Even Ahmet was changing. Yes, he still heeded the muezzin’s call five times a day, praying on his own rug or at the mosque. And he kept the rules of Islam, but he could feel himself bristle at talk of the Taliban’s resurgence in his country. Tradition was one thing, but cruelty and violence were another. One could argue that that wasn’t what Muhammad intended at all. He frowned at the setting sun behind him to the west. Still, it was up to him to uphold the traditions of his home.
Inshallah
, he would. The world might be changing, but the word of Allah was forever, and it was Ahmet’s lifework to watch over his mother’s house, to keep it safe, and to keep it righteous under Allah’s watchful eyes.

Rashif sat at a table in the back of his shop, behind the sewing machine, behind the counter and wall covered with spools of thread, behind the curtain that separated his living space from his working space. He opened the drawer at the table’s base and pulled out a piece of ivory paper, the vellum he’d bought at the art supply store on Paint Street. He held the corner between his thumb and index finger, and confirmed again how much he liked the feel and the weight of this paper. It was smooth enough to accept the ink of the pen, and opaque enough to prevent the writing from showing through to the other side, yet textured and light enough to make it elegant when folded. And the matching envelopes were equally fine. He opened the ballpoint pen’s cap and attached it to the back of the pen.

Dearest Halajan
, he wrote, in his simple penmanship.
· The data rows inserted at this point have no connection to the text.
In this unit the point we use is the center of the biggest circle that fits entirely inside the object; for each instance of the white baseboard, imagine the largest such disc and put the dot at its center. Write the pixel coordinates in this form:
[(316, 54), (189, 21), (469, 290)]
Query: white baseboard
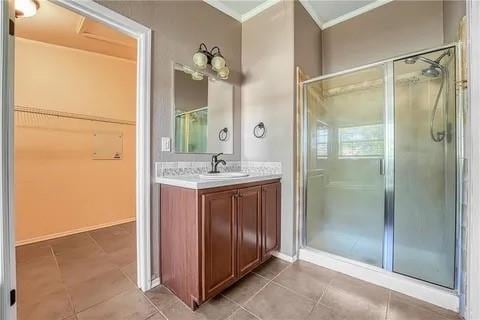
[(155, 282), (418, 289), (70, 232), (284, 257)]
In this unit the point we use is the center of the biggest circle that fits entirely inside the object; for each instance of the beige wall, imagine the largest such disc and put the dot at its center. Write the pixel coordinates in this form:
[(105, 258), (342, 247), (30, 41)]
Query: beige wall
[(396, 28), (178, 29), (268, 96), (58, 187)]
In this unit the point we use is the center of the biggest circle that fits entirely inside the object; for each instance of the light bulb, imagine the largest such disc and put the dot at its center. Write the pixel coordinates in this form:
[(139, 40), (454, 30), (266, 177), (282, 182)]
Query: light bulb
[(26, 8), (200, 60), (197, 76), (218, 62), (223, 73)]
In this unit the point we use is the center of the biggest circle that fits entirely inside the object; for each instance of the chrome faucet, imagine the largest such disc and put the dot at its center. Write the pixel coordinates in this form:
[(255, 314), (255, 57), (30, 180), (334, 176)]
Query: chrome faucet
[(215, 163)]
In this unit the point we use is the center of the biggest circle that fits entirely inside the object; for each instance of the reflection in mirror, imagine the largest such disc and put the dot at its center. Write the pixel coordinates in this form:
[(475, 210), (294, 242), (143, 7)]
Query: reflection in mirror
[(203, 112)]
He wanted to be sure every word could be read, not because what he had to say was so important, but because writing was the only way he could say it. And he did not want Halajan to be unable to read one single word.

Today is the most beautiful day. The air is chilled but the sky is blue and it is the day before I see you. You are the sunshine of my week
.
I have news. The new sewing machine I have been waiting for has been shipped from Pakistan and is making its way across mountains and deserts to my little shop in the Mondai-e. Let us pray that it’s not confiscated by the warlords or destroyed by the fighters in the Khyber Pass. They say it will arrive in six weeks. What a celebration we will have!

He looked up from his paper and laughed to himself. If only, he thought, or as the American kids from the International School who bought Coca-Colas and chocolate bars at his friend Ibrahim’s kiosk across the street said, “As if.”
As if
he could celebrate with Halajan, take her face in his hands and kiss her and twirl her in a midnight dance. If only!

He went back to his letter and was about to write more, when the squeak of his metal door as it opened, and the clang as it shut, announced a customer. It’ll have to wait, he thought, as he stood up, brushed aside the curtain, and greeted the man with the dark suit folded neatly over his arm. My love will just have to wait.